Nvidia has announced its all-new RTX 4000 (commonly referred to as RTX 40) series, but while the expensive-as-heck cards seem to be leading much of the coverage, their coolest feature, Nvidia RTX Remix, is getting a bit buried.
Sure, spending more than $1,000 on a GPU is a bit nonsensical and not really value for money if all you really want is performance equivalent to the modern range of consoles (the Xbox Series X and the PlayStation 5), but among Nvidia’s announcements, the Remix feature really stood out to me as the coolest.
“Enter Nvidia RTX Remix, a free modding platform built on Nvidia Omniverse that enables modders to quickly create and share #RTXON mods for classic games, each with enhanced materials, full ray tracing, Nvidia DLSS 3 and Nvidia Reflex,” the press release for Nvidia Remix reads.
“In a compatible game, press the hotkey and the surrounding scene is captured, as you can see here in a test scene from Bethesda Softworks’ The Elder Scrolls III: Morrowind, one of Nexus Mods’ most-modded games. Suddenly, one of the hardest challenges in modding is easily solved.”
That is, by far, one of the coolest gaming innovations I think I’ve ever seen, being able to upscale and remaster the graphics of a game on-the-fly.
Of course, you’re right to be sceptical of just how much better this scene looks. New objects have been added in or changed drastically, and it’s difficult to pin much of it on rendering applications and not modders themselves using RTX Remix’s cooperative workflow tools.
But with the tool being built as a modding platform focused on creating and sharing mods, we do know that enhanced materials, ray tracing and DLSS support are part of the mix. Here’s a technical explanation from the announcement post:
“RTX Remix is able to capture the textures, geometry, lighting, and cameras thanks to an innovative, custom D3D9 Runtime called the RTX Remix Runtime. Classic games like Morrowind use the D3D9 runtime to send draw calls (rendering instructions) to the GPU. RTX Remix Runtime intercepts those draw calls, interprets them into distinct assets, and reassembles those assets into an identical scene. From there, RTX Remix converts the assets and scene into the widely adopted Universal Scene Description (USD) open 3D framework, which is the foundation of the Nvidia Omniverse platform for building and operating custom 3D pipelines.”

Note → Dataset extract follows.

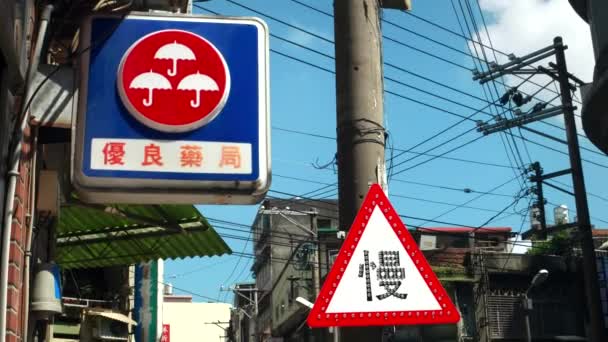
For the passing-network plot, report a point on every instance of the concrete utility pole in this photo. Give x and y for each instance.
(540, 203)
(360, 110)
(559, 72)
(592, 290)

Capable of capturing the textures, geometry, lighting and cameras, RTX remix upscale games in real-time by tapping into those effects and using AI to, essentially, re-render the game, but much of it would still rely on the work of modders adjusting scenes and assets.
Kotaku Australia’s Ruby Innes already went into detail on how freakin’ cool Portal’s RTX-enabled DLC looks, but it’s also an example of RTX Remix, as the DLC was created using the new Nvidia tool.
This announcement comes with a nod in support of modding, which is why Nvidia says it has created this tool. The post opens with appreciation for Nexus Mods, one of the biggest modding websites in the world, followed by a love for the existence of modding: player-made mods extend the life of a game, like they’ve done with The Elder Scrolls V: Skyrim (although Bethesda has had no trouble doing that itself). But, of course, it takes lots of time, energy and effort to create mods.
“For an example of the effort required to get a classic game upgraded with ray tracing, our Quake II RTX mod took a team of Nvidia engineers, artists and QA experts months to develop, with the benefit of source code and others’ mods and tools. Repeating this process time and again for the many classic games that people love simply isn’t possible, so we’ve taken a different approach,” the post continues.
I can’t wait for the launch of RTX Remix. A vague “soon” is teased for the release of RTX Remix, which will make it “easy to remaster supported DirectX 8 and DirectX9 games with fixed function graphics pipelines”.
“Nvidia RTX Remix will launch soon, making it easy to remaster supported DirectX 8 and DirectX 9 games with fixed function graphics pipelines,” the graphics processing giant said.